Madeleine gestured for us to sit on the bed while she took the chair at the little table. The mattress springs groaned beneath us. “I couldn’t let anyone know that I’d become the guardian of this relic,” she said, her voice sad. “Even you. I loved you so much and it broke my heart to leave, but I couldn’t refuse Michael. When the relic’s previous guardian died, he chose me for a reason. He placed something important into the most capable hands he could find. You, of all people, would understand.”
“You could’ve said something,” Will said. “Anything. You didn’t have to tell me why you had to leave, but at least told me you were leaving. I thought you were dead.”
“I’m so sorry, sweetheart,” she murmured. “I never meant to cause you pain. I only wanted to protect you in case our enemies learned that I was the Pentalpha guardian. I feared that, if you knew anything, they would harm you to get to me.”
He shook his head. “They would try. It would get them nowhere.”
She smiled. “You’ve always been strong, William, and here you are, the Guardian of the Preliator.”
“You never knew?” he asked.
Madeleine seemed sad. “No. I’ve been in seclusion for a long time in order to protect this relic. I’ve trusted Evolet to keep me informed of what was happening in the world every few months. I assume she’s the one who led you to me. Where is Nathaniel?”
“He’s dead,” Will replied. “It’s bee
n a few months now.”
Madeleine closed her eyes for several long moments. “I would have liked to see him again. I owe him everything. This war has given and taken so much from us all.”
“How much do you know?” I asked. “About the war.”
“Very little,” she confessed. “I did not know until tonight that Sammael and Lilith are in our world. I’ve heard whisperings that Bastian had been searching for Sammael’s sarcophagus.”
Will’s jaw hardened at the mention of Bastian’s name. I studied him, knowing he had a million questions for his mother, and I wouldn’t speak until he had said what he needed to.
“Did you always know Bastian was my father?” Will asked at last.
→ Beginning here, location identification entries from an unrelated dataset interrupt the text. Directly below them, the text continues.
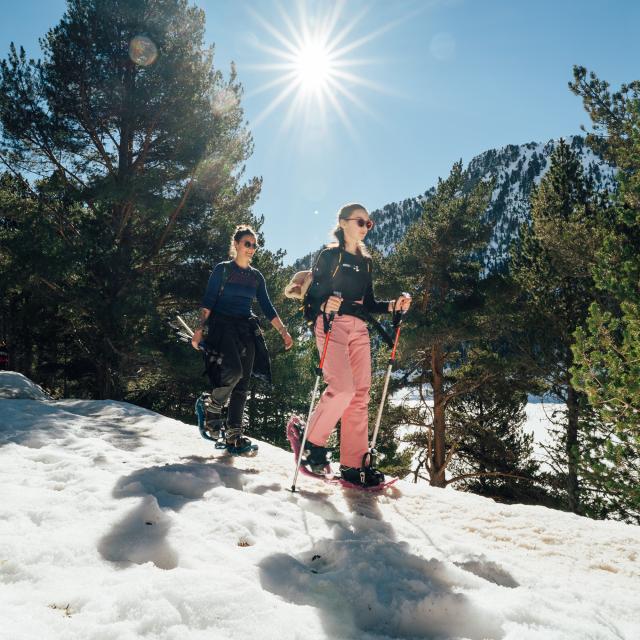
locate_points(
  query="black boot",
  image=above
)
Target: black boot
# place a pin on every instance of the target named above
(315, 457)
(363, 476)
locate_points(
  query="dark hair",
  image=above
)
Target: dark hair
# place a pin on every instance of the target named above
(338, 233)
(239, 233)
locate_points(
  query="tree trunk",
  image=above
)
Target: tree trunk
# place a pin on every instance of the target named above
(439, 427)
(573, 455)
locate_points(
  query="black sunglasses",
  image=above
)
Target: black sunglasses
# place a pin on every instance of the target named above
(363, 223)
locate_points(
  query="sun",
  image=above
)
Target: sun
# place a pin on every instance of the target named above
(313, 67)
(311, 71)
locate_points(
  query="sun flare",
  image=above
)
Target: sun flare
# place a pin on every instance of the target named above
(309, 66)
(313, 66)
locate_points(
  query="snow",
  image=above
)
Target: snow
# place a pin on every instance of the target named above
(119, 523)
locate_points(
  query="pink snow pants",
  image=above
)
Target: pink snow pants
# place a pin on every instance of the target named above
(347, 372)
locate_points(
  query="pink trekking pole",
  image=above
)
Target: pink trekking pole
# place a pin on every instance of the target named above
(397, 323)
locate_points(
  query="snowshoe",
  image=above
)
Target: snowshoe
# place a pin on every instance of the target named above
(240, 446)
(295, 431)
(363, 476)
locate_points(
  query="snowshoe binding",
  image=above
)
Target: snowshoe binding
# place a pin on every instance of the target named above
(374, 480)
(210, 421)
(367, 477)
(240, 446)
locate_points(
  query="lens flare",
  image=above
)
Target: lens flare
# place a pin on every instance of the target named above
(143, 51)
(311, 65)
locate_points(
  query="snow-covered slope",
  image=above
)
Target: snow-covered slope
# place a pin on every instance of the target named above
(118, 523)
(516, 169)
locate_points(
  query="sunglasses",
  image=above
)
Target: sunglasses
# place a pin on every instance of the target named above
(363, 223)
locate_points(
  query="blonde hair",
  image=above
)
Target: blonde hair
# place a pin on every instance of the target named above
(240, 231)
(338, 233)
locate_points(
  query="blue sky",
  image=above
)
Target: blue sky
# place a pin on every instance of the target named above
(436, 81)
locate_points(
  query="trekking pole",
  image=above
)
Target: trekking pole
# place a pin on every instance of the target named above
(397, 323)
(186, 326)
(315, 391)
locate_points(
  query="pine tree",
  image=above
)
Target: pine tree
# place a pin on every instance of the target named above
(437, 262)
(140, 158)
(607, 350)
(552, 267)
(494, 455)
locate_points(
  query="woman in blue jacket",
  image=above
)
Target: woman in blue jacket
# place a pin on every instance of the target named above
(233, 331)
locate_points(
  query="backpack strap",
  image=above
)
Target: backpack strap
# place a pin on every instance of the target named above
(226, 274)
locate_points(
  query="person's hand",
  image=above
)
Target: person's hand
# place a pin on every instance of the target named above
(332, 304)
(288, 340)
(402, 303)
(197, 339)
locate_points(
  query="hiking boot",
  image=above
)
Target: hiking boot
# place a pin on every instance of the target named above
(210, 421)
(315, 457)
(363, 476)
(239, 445)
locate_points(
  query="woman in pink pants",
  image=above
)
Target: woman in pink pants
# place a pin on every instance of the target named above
(342, 284)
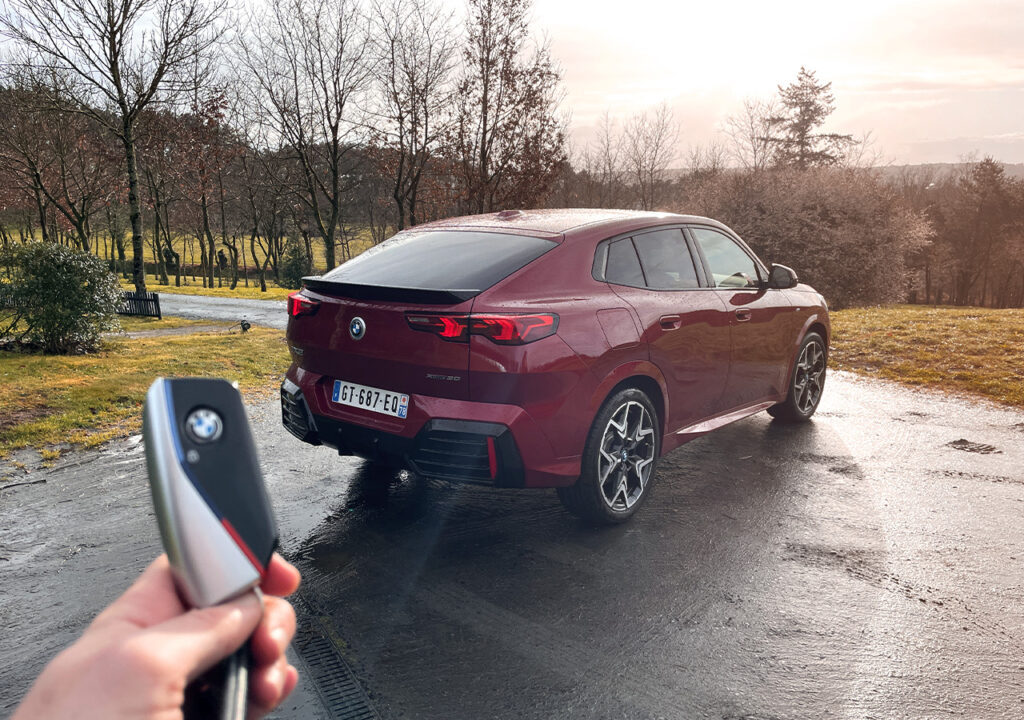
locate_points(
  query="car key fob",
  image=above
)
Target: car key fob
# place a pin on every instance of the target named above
(213, 511)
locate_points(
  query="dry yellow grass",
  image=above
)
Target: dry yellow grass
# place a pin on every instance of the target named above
(87, 399)
(964, 349)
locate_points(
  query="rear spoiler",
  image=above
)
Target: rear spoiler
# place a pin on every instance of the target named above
(420, 296)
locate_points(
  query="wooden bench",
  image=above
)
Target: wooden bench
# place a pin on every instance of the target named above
(144, 304)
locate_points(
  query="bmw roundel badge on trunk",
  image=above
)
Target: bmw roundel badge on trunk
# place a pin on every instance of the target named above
(357, 328)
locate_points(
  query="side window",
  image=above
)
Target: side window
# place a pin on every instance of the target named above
(624, 267)
(730, 265)
(666, 260)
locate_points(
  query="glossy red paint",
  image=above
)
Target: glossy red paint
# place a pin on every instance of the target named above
(706, 355)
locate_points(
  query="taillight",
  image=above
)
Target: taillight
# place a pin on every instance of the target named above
(451, 328)
(299, 304)
(513, 330)
(501, 329)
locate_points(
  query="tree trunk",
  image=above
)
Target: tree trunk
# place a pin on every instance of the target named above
(134, 210)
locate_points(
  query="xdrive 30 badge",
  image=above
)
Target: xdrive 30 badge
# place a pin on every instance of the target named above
(356, 328)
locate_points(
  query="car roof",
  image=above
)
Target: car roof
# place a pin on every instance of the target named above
(570, 223)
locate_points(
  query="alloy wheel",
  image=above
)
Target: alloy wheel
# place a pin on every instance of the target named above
(626, 456)
(810, 376)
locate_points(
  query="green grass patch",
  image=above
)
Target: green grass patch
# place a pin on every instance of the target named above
(85, 400)
(963, 349)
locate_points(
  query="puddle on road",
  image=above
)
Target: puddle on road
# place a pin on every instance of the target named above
(969, 447)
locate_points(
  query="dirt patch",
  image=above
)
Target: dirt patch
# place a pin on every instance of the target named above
(24, 415)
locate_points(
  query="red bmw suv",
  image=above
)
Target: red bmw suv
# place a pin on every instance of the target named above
(564, 348)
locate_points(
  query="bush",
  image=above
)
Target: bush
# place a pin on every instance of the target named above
(843, 229)
(295, 264)
(55, 298)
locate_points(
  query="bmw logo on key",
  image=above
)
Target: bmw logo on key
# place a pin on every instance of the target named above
(204, 425)
(357, 328)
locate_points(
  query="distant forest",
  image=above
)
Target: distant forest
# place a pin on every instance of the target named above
(157, 137)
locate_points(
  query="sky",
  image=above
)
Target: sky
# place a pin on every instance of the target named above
(930, 81)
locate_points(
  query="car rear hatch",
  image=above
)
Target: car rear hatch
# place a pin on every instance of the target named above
(379, 320)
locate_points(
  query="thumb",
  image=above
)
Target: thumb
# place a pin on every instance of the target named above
(200, 638)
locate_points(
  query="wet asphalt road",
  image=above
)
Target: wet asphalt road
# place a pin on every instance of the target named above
(868, 564)
(271, 313)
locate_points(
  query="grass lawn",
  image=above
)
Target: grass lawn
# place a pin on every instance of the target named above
(964, 349)
(87, 399)
(188, 287)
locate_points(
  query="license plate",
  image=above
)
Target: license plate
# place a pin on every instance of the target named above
(372, 398)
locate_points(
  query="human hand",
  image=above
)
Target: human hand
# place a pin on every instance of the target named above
(135, 659)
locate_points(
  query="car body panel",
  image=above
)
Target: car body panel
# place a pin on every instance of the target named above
(702, 364)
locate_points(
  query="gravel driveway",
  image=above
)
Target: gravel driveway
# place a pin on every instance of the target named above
(272, 313)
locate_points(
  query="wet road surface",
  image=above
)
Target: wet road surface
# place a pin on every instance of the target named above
(865, 565)
(271, 313)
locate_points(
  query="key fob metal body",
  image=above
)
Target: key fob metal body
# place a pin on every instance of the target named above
(213, 511)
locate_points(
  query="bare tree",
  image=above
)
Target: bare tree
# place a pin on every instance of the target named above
(608, 152)
(415, 50)
(508, 140)
(306, 61)
(118, 55)
(648, 147)
(749, 132)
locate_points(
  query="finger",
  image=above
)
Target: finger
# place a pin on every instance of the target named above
(152, 599)
(200, 638)
(274, 632)
(282, 578)
(268, 686)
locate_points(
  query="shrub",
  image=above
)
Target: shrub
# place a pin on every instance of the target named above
(55, 298)
(295, 264)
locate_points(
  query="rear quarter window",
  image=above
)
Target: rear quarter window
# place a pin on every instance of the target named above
(441, 260)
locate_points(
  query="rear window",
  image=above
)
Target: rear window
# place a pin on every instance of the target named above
(441, 260)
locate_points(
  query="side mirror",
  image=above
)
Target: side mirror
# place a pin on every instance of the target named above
(781, 278)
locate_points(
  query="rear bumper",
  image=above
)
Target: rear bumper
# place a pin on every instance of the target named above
(478, 442)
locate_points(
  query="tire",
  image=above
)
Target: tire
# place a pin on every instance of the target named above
(807, 383)
(612, 485)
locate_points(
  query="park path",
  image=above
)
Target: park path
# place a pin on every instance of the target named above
(271, 313)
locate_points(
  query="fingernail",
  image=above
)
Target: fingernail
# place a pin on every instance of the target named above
(280, 637)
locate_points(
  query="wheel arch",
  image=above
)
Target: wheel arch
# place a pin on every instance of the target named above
(643, 376)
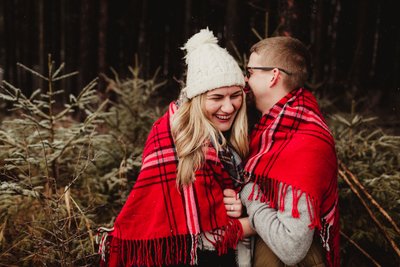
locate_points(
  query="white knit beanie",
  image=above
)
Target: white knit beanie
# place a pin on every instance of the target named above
(209, 65)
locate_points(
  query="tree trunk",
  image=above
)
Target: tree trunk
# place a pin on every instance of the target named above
(102, 39)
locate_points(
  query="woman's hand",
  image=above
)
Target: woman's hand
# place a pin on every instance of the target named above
(232, 203)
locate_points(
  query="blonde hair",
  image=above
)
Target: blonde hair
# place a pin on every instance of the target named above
(287, 53)
(192, 131)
Her gaze faltered, but I wasn’t sure that his question surprised her. “Yes, but I didn’t tell him.”
“Did you love him?”
“Yes,” she said faintly. “I did.”
“Why?” he asked, barely able to keep the disbelief from his voice. “How?”
She held her chin up defensively, as if she felt no shame. “Some things that are supposed to be wrong don’t feel that way. He showed me more than once that he wasn’t heartless. I’d hoped he would turn his back on Hell for me, but the pull was too strong.” There was a crack in her defenses, just a hairline fracture, but sorrow showed there.
Will did not miss Madeleine’s weakness and his own expression hardened. “Would it grieve you to know that he is dead?”
She drew a deep breath, pausing before she spoke. “Would it anger you if I said yes?”
“No,” Will said. “If you once loved him, then I expect you would.”
“How did he die?” she asked, her voice quiet. “By your hand?”
“By another’s.”
She was silent for a few moments before rising to tend to the kettle. She brought us each a cup of tea and I let mine sit in my hands to cool off before taking a sip. I tried not to feel awkward sitting here, meeting Will’s mother for the first time, but I couldn’t help it. Perhaps if things weren’t so tense between them, then this would have been easier to endure.